On Sun, Jun 23, 2013 at 9:40 AM, Larry Evans
On 09/02/10 16:08, David Sankel wrote:> 2010/9/2 David Sankel
2010/9/2 Dave Abrahams
On Thu, Sep 2, 2010 at 11:57 AM, David Sankel
wrote: Hello all,
I've been working on an alternate bind syntax based on De Bruijn indices[1]. The syntax is very simple, yet the terms are very powerful.
Here is an example of a function const that takes in an argument c and returns another function that, for all input, returns c:
//λx.λy.x = λλ1 with De Bruijn indices.
Not according to the page you linked below. What am I missing?
Sorry about that. The wikipedia page uses 1-indexed indices where I'm
using
0-indexed indices. So, increment 1 on all my examples to get the wikipedia syntax.
I'm beginning to think it is better to use 1-indexing instead of 0-indexing all around. It will be both compatible with the Wikipedia page and familiar to boost bind/lambda users.
Funny thing is, I started with 1-indexing but changed it to 0-indexing for the fallacious reasoning of the arrrrgh function that Dave A mentioned.
Hi David,
I looked at the web page mentioned in your first post to this thread and could not understand the flip example:
For flip, I'm introducing subscripts on abstractions (λ) to indicate the number of arguments.
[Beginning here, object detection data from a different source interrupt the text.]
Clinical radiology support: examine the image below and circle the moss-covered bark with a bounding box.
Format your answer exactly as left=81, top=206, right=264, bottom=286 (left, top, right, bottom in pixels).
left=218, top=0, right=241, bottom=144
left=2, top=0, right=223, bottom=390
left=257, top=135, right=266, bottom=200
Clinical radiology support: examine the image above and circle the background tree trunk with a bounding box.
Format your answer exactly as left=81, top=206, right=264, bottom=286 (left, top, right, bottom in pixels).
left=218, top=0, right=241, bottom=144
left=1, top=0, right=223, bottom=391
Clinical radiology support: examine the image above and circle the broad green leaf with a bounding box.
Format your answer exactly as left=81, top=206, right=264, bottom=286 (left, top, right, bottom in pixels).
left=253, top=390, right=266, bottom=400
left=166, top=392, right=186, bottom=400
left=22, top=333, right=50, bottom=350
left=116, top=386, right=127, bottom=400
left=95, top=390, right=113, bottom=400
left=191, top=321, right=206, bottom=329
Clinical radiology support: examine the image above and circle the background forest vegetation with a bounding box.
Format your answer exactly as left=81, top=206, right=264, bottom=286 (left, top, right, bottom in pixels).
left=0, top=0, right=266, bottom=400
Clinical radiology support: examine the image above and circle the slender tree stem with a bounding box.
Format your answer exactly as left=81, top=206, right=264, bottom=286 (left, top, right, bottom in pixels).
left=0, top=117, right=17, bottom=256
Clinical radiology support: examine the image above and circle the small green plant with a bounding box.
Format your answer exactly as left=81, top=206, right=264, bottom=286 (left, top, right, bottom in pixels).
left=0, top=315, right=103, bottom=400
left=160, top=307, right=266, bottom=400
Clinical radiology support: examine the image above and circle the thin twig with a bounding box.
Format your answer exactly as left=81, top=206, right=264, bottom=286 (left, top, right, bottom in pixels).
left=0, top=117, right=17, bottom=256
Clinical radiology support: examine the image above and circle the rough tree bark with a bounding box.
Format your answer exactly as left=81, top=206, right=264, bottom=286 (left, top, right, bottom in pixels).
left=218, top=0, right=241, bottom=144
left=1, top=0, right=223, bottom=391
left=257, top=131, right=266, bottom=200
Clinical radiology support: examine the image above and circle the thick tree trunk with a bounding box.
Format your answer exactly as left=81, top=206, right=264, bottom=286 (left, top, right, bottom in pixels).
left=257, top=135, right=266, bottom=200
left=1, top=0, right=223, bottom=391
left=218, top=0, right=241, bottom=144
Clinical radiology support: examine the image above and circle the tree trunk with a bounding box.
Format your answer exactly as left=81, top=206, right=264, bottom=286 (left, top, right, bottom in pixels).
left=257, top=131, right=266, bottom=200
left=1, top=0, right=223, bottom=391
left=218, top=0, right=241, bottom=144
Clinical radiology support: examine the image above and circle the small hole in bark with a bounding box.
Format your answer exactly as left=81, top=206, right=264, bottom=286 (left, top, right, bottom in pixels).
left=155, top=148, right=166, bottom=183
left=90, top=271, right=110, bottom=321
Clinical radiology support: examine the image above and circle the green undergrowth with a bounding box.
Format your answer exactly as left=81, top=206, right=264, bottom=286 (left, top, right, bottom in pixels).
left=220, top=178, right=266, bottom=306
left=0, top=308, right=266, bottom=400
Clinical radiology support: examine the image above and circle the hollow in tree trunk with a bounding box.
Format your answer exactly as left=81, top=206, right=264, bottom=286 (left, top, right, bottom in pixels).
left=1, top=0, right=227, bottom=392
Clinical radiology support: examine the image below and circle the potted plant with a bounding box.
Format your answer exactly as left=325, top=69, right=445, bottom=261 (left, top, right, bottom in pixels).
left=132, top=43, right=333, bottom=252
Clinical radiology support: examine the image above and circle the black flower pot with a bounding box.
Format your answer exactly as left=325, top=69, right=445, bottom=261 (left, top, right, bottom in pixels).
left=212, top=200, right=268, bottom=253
For the variables (1,2,etc.) I use a subscript to indicate which argument of the abstraction it refers to.
flip = λx.λ(y,z).x(z,y) = λ₁λ₂1(1₁, 2₀)
which seems to have a 0 for the subscript of 2. and 1 for the subscript of 1. That's consistent with the argument indices starting at 0 (1₁ corresponds z {the 2nd argument in the argument list, (z,y)}, and 2₀ corresponds to y {the 1st argument in the argument list, (z,y)}); however, subscrited numbers should be the same since both y and z are bound by the same lamba, the nearest one corresponding to number 1. Hence, shouldn't the above be:
flip = λx.λ(y,z).x(z,y) = λ₁λ₂2₀(1₁, 1₀)
? Also, since the abstraction indices seem to start at 1, shouldn't the argument indices also start at 1? I think that would make the notation more consistent, and would result in:
flip = λx.λ(y,z).x(z,y) = λ₁λ₂2_1(1_2, 1_1)
(where a subscript of I have been replaced with _I).